Seguindo a autora, podemos afirmar que a gestão ambiental da mineração no Brasil, com base na legislação existente, tem se revelado incompetente para garantir justiça ambiental. A própria expressão gestão ou governança ambiental, palavra-chave na discussão do desenvolvimento sustentável, remete à falsa ideia de uma possível conciliação entre dimensões econômica, ecológica e social de cada contexto empírico que se defronta com um empreendimento de mineração.

Nesse sentido, Zhouri (2008, p. 99) alerta que o próprio processo de gestão ambiental, envolvendo atores como os conselhos gestores, e procedimentos técnicos de licenciamento ambiental, promovem um esvaziamento do sentido político das lutas ambientais. Sobre os conselhos gestores do meio ambiente (por exemplo, Conama e Copam), a autora afirma que:

Eles são vistos como agências de arbitragem ou de mediação de conflitos, estes entendidos como resultado dos divergentes interesses entre atores individualizados. Processa-se, pois, um deslocamento da esfera política para a esfera da economia, em que direitos e sujeitos coletivos são invisibilizados e substituídos pelo foco em interesses e atores particulares.

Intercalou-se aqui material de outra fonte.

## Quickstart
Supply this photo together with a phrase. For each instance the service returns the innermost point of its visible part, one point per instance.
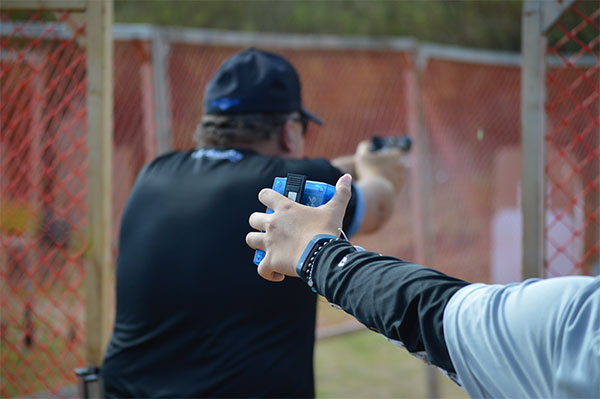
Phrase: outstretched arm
(401, 300)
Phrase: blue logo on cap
(225, 103)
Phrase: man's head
(253, 97)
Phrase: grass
(365, 365)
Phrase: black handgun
(403, 143)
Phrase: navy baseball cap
(255, 81)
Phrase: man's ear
(286, 138)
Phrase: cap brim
(311, 116)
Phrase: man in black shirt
(186, 325)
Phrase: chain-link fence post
(99, 17)
(560, 126)
(532, 139)
(421, 179)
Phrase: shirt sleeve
(401, 300)
(539, 338)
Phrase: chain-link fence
(43, 157)
(463, 104)
(572, 228)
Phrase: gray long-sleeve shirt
(538, 339)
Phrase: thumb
(343, 192)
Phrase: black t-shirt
(194, 319)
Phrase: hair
(227, 130)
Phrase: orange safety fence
(43, 159)
(572, 228)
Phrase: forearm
(401, 300)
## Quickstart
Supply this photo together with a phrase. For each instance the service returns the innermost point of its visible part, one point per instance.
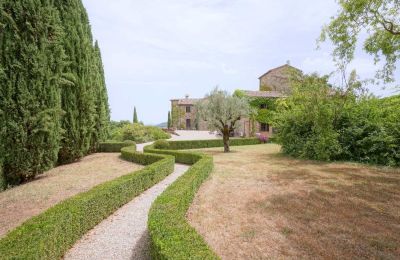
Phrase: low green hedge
(50, 234)
(114, 147)
(196, 144)
(171, 235)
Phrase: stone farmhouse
(275, 83)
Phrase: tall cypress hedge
(78, 96)
(53, 99)
(31, 64)
(102, 115)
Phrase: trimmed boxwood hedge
(195, 144)
(50, 234)
(171, 235)
(114, 147)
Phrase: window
(264, 127)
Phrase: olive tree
(222, 112)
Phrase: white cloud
(156, 50)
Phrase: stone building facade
(279, 79)
(184, 116)
(274, 84)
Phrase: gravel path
(124, 234)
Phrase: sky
(157, 50)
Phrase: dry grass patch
(261, 205)
(21, 203)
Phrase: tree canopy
(379, 20)
(222, 112)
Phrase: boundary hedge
(114, 147)
(171, 235)
(50, 234)
(195, 144)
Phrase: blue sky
(155, 50)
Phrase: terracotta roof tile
(266, 94)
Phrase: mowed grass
(259, 204)
(20, 203)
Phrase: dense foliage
(114, 147)
(196, 144)
(84, 84)
(172, 237)
(53, 99)
(124, 130)
(324, 123)
(50, 234)
(379, 20)
(31, 64)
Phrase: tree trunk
(225, 134)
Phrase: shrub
(50, 234)
(263, 138)
(114, 147)
(196, 144)
(161, 144)
(138, 133)
(322, 123)
(171, 235)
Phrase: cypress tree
(102, 116)
(135, 118)
(31, 63)
(169, 120)
(78, 95)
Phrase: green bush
(196, 144)
(323, 123)
(50, 234)
(114, 147)
(171, 235)
(137, 133)
(161, 144)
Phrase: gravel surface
(30, 199)
(124, 234)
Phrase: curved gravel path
(124, 234)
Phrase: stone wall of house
(278, 79)
(179, 117)
(246, 129)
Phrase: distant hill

Para a referida autora, o processo de licenciamento ambiental também reflete a injustiça ambiental nas decisões relacionadas ao uso e à destinação das áreas em disputa. Segundo Zhouri (2008, p. 100), há, de um lado, os problemas políticos estruturais como, por exemplo, o jogo de mitigação que funciona como um “legitimador do campo” nas escolhas de

apropriação da natureza. Por outro lado, existem os problemas políticos-procedimentais, que podem ocorrer nas seguintes situações:

a) do licenciamento: comunidades têm pouca informação para tomar posicionamento, e, muitas vezes, no momento do licenciamento, o projeto já está avançado sem que as comunidades tivessem sido consultadas;

b) do planejamento centralizado: o “destino dos recursos naturais é predeterminado por alguns planejadores que ocupam posições-chave na política, na administração do setor privado, inviabilizando uma ampla discussão com a população que vive na região” (Zhouri, 2008, p.100);

c) dos Termos de Referência e EIA/Rimas: enquanto documentos que contêm informações imprescindíveis para obtenção das licenças ambientais, as críticas que se lhes dirige estão relacionadas à falta de transparência e à “lógica do mercado”, pois o EIA/Rima “torna-se uma mercadoria adquirida pelo empreendedor, cujo objetivo é ter seu projeto aprovado pelos órgãos licenciadores” (Zhouri, 2008, p.100);

d) do acesso às informações: dificuldades de acesso ao procedimento em si para fotocópias ou ao conteúdo de natureza técnica;

e) marginalização das audiências públicas: a participação da população é alvo de críticas do ponto de vista social, pois “as audiências acontecem tardiamente, quando decisões já foram tomadas e as dificuldades de acesso dificultam uma participação informada” (Zhouri, 2008, p.100);

f) falhas na função regulação: apesar de recomendações técnicas pelo indeferimento de empreendimentos devido à “inviabilidade socioambiental ou pelo não-cumprimento de condicionantes por parte das empresas” (Zhouri, 2008, p.100); , mesmo assim órgãos responsáveis pela emissão de licenças as aprovam, em nome de um desenvolvimento econômico nacional.

Todos os problemas ora citados, recorrentes em grandes empreendimentos, apresentam-se no caso estudado nesta tese, afrontando direitos garantidos na Constituição Federal de 1988 e na legislação infraconstitucional.

Concluindo o capítulo

Foi apresentado, nesse capítulo, o arcabouço jurídico referente à atividade de mineração no Brasil, que possui alguma relação com o caso empírico estudado. Para tanto, iniciamos com uma revisão histórica sobre a atividade de mineração para situar o leitor a

importância dessa atividade para o setor econômico do país. Em seguida contextualizamos a dificuldade da sobreposição da legislação minerária com a aplicação das normas de proteção ao meio ambiente, em especial as unidades de conservação. Ressalvamos a importância do assunto ser aprofundado com pesquisas direcionadas a estudar a temática da mineração em território quilombola, já que a própria legislação trata apenas do assunto em territórios indígenas.